Quantas vezes não passamos por cima de quem somos para agradar os outros ou na esperança de que eles mudem? Acho que a vida adulta nos exige acabar com essa versão “boazinha”, que não diz não, engole sapo, releva atitudes que machucam ou se doa em excesso quando não estamos doando o suficiente nem a nós mesmos. 

Ser adulto(a) é aprender, acima de tudo, a se respeitar e a honrar os próprios recursos.

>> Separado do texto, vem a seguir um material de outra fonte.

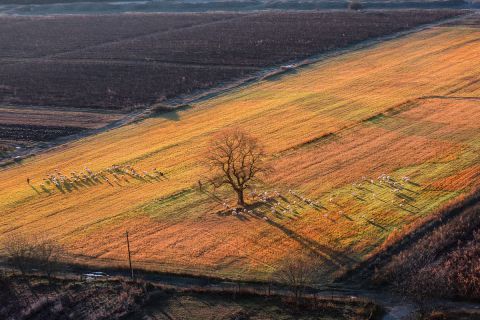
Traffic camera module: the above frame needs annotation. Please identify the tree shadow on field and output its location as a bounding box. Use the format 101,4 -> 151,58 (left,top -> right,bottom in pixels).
151,104 -> 192,121
248,211 -> 357,267
263,68 -> 298,81
29,184 -> 40,194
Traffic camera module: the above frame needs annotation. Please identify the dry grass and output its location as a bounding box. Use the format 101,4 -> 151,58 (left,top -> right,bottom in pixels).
0,21 -> 480,279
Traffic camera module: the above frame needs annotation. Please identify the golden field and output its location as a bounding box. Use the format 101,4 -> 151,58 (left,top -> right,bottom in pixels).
0,21 -> 480,279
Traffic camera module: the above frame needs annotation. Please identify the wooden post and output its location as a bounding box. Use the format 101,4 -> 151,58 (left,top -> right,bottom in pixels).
125,231 -> 133,279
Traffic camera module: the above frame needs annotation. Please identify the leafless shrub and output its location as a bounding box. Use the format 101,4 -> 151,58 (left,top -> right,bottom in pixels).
3,234 -> 63,279
273,255 -> 318,305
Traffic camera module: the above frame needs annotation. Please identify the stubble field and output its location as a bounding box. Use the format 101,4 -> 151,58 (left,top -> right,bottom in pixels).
0,16 -> 480,281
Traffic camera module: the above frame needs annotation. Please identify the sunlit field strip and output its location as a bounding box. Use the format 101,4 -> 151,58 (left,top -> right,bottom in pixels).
0,26 -> 480,279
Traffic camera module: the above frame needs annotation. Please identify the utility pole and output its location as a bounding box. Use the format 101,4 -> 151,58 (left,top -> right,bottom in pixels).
125,231 -> 133,279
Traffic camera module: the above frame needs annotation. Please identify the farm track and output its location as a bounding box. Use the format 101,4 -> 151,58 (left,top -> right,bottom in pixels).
0,11 -> 479,288
0,262 -> 480,320
0,12 -> 472,166
0,58 -> 262,70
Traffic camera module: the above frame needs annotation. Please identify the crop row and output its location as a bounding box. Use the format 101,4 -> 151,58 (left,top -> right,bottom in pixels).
0,124 -> 84,141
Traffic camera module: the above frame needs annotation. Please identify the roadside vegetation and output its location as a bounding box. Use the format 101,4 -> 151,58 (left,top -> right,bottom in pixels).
372,191 -> 480,301
0,12 -> 480,284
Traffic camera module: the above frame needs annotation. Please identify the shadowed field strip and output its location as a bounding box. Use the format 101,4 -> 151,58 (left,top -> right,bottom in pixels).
0,26 -> 480,279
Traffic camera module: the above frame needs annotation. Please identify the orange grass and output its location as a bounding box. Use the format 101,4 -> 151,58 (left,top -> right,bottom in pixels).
0,26 -> 480,281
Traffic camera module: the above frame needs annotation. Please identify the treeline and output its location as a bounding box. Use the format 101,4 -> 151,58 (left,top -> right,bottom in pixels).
362,190 -> 480,301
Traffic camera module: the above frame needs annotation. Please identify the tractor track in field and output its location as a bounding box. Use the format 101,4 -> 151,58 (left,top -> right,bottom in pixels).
0,11 -> 472,170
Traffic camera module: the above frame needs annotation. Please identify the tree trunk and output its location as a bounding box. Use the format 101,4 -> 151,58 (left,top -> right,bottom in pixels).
237,189 -> 245,207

Podemos e devemos servir e dar amor, mas apenas quando damos o que realmente temos e para pessoas que nos nutrem de volta, do contrário, não é servir; é se prejudicar, deixando nosso tempo, energia e afeto irem pelo ralo.

Aos poucos, a gente passa a distinguir quem nos pede algo com o coração aberto, disposto a receber o que pudermos oferecer naquele momento, de quem quer apenas nos sugar.

Então, assim como tenho sido mais cuidadosa com os alimentos que consumo – por causa da relação mais saudável que tenho tido com a comida – , tenho sido mais criteriosa com as relações que cultivo – como consequência do relacionamento mais saudável que tenho tido comigo mesma.

Quando você sabe o que oferece, você sabe também o que merece.

Estou longe de ser perfeita, erro e errarei muito. Mas se tem uma coisa que faço é me esforçar para cultivar trocas saudáveis, onde ingredientes básicos – mas altamente nutritivos – são respeito, honestidade, diálogo, valorização, admiração e apoio mútuo.

Nesse sentido, uma máxima que guardo é: quando alguém estabelece um limite e tem a coragem de me dizer que algo que fiz a magoou, não devo questionar. Só me resta reconhecer os sentimentos dessa pessoa e pedir desculpas de todo coração. O simples fato de ela ter aberto esse diálogo demonstra o quanto valoriza a nossa conexão. Caso contrário, ela simplesmente se afastaria sem maiores explicações.

Da mesma forma, se meu sentimento é tratado com desdém, está claro para mim que ali não é o meu lugar. Quero mesmo é estar com pessoas que valorizam o que sinto.

“Treine sua mente para ser mais forte que seus sentimentos e seus limites para serem mais fortes que sua empatia.” – vi essa frase recentemente e ela resume bem o que venho tentando fazer nesse terreno das relações.

Então, mesmo que seja doloroso, às vezes é necessário simplesmente deixar ir.

Afinal, aceitar o que me fere ou me causa algum desconforto, para que o outro fique confortável ou permaneça ao meu lado, é como escolher ao outro, ao invés de mim mesma. E se tem um compromisso que fiz comigo nessa existência, é que estou comigo, eu por mim, até o fim.

Espero que você também esteja consigo.